While pipeline companies should broadly gain from the reduction in the corporate tax rate to 21% from 35%, many “will likely be required by federal regulators, who oversee how much operators charge on interstate systems, to cut their rates and pass the savings on to their customers,” writes Mr. Matthews.
For some major pipeline groups such as Williams Cos., TransCanada Corp and Dominion Energy Inc., most of the their revenue on natural-gas pipelines would be subject to a rate decrease, according to a WSJ analysis.
SandRidge Energy Inc., a pioneer in the American shale boom, said Thursday it would limit 2018 capital spending to $190 million, while reshuffling top management amid investor pressure.

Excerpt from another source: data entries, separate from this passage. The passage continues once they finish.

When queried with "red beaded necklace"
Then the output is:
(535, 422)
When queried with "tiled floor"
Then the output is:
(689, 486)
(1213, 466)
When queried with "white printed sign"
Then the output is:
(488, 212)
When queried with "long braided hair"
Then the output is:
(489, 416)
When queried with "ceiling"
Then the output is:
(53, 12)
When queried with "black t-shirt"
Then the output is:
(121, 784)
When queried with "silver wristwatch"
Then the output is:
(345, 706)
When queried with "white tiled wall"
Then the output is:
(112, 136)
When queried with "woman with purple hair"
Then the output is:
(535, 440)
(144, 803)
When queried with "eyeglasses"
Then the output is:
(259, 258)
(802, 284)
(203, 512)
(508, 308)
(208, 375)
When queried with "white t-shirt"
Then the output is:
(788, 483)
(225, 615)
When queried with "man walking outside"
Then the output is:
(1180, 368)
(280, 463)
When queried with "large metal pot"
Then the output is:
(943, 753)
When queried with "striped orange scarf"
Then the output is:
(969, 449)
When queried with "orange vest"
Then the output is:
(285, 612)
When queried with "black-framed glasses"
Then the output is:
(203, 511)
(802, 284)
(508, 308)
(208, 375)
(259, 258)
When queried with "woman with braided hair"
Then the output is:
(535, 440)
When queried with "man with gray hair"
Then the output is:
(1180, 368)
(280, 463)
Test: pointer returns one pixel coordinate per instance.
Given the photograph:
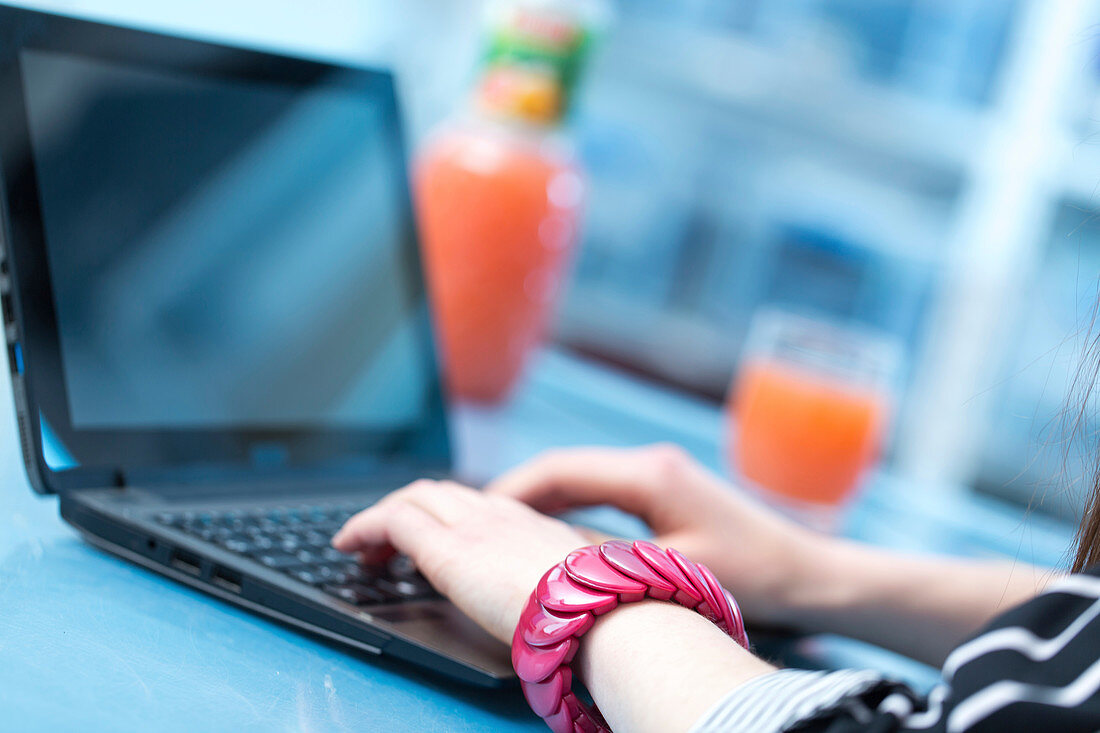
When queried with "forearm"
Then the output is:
(656, 666)
(921, 606)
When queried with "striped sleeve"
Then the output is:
(1034, 668)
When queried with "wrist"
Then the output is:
(658, 666)
(596, 580)
(815, 577)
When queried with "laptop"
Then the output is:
(217, 326)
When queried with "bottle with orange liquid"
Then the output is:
(809, 411)
(498, 197)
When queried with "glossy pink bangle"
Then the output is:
(590, 582)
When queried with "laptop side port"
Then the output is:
(227, 579)
(186, 561)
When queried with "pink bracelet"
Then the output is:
(590, 582)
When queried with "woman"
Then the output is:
(656, 666)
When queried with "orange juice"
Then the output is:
(498, 196)
(804, 435)
(498, 216)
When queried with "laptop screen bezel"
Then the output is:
(179, 451)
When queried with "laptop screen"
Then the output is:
(228, 254)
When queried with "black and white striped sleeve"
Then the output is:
(1034, 668)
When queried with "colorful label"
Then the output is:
(532, 63)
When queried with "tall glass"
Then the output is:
(809, 411)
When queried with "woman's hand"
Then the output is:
(760, 556)
(485, 553)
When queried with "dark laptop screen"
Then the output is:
(228, 254)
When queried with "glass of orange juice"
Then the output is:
(809, 411)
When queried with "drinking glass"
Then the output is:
(809, 409)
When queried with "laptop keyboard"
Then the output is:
(295, 542)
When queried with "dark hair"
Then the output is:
(1088, 534)
(1075, 418)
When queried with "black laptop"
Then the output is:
(216, 321)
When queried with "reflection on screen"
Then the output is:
(222, 254)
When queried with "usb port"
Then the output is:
(226, 578)
(186, 561)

Today: Baker Hughes releases weekly data on the number of rigs drilling for oil in the U.S.
Wednesday: Three important oil-industry groups hold a symposium in Riyadh: The International Energy Forum, the International Energy Agency and the Organization of the Petroleum Exporting Countries. Saudi energy minister Khalid al-Falih, Russia’s energy minister Alexander Novak and OPEC’s secretary general Mohammad Sanusi Barkindo will speak.
February 20-22: The Energy Institute hosts the International Petroleum Week, conference in London. The speakers include BP Chief Executive Bob Dudley and Dr. Faith Birol, executive director of the International Energy Agency.
March 5-9: Cambridge Energy Research Associates hosts the CERAWeek energy conference in Houston. The speakers include IHS Markit Vice Chairman Dr. Daniel Yergin and Amin Nasser, president and CEO of Saudi Arabia Oil Co., or Saudi Aramco.
Wall Street Journal correspondent Paul Vieira on pipeline politics in Canada. Amid heightened political tension in western Canada about the fate of Kinder Morgan’s Trans Mountain pipeline expansion project, Canadian Prime Minister Justin Trudeau says, “We are going to ensure that pipeline gets built because it is in the national interest.” British Columbia is mulling new environmental measures that legal experts say could kibosh the project, which received federal approval in late 2016.
Wall Street Journal reporter Christopher M. Matthews on U.S. pipeline construction. Pennsylvania regulators lifted a ban on construction of Energy Transfer Partners’ Mariner East 2 pipeline. The company agreed to pay a $12.6 million fine and can now resume drilling on the project, which will transport natural gas liquids through Pennsylvania to an export facility. The Pennsylvania Department of Environmental Protection had halted drilling after drilling fluids had contaminated water sources along the pipeline’s route. The project has sparked protests in some of the densely-populated counties it runs through.